Section 1.3 References . Unless
otherwise indicated, references in this Agreement to
“articles,” “exhibits,”
“schedules,” “sections,” and other
subdivisions are references to articles, exhibits, schedules,
sections and other subdivisions hereof.
Section 1.4 Terminology . The terms
“herein,” “hereof,” and
“hereunder” and other words of similar import refer to
this Agreement as a whole and not to any particular section,
paragraph or subdivision. Any pronoun used will be
deemed to cover all genders. Unless the context otherwise clearly
indicates, words used in the singular include the plural and words
used in the plural include the singular. In the computation of
periods of time from a specified date to a later specified date,
the word “from” means “from and including”
and the words “to” and “until” each means
“to but excluding.” All references to statutes and
related regulations will include any amendments of same and any
successor statutes and regulations. All references to
any of the Program Documents will include any and all amendment or
modifications thereto and any and all restatements, extensions or
renewals thereof. All references to any Person will mean and
include the successors and permitted assigns of such Person.

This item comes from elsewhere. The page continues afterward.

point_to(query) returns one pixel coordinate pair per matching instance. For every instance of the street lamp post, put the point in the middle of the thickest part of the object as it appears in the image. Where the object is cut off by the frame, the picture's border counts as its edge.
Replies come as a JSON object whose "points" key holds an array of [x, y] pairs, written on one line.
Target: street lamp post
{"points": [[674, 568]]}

All
references to “including” and “include”
will be understood to mean “including, without
limitation.” All references to the time of day will mean the
time of day on the day in question in New York City, New York,
unless otherwise expressly provided in this
Agreement. An Unmatured Termination Event or a
Termination Event will be deemed to exist at all times during the
period commencing on the date that such Unmatured Termination Event
or Termination Event occurs to the date on which such Unmatured
Termination Event or Termination Event is waived in writing
pursuant to this Agreement or, in the case of Unmatured Termination
Event, is cured within any period of cure expressly provided in
this Agreement; and a Termination Event will
“continue,” be “continuing,” or “in
existence” until such Termination Event has been waived in
writing by the Agent acting on behalf of the Lenders in accordance
with the provisions of the Credit Agreement, or cured.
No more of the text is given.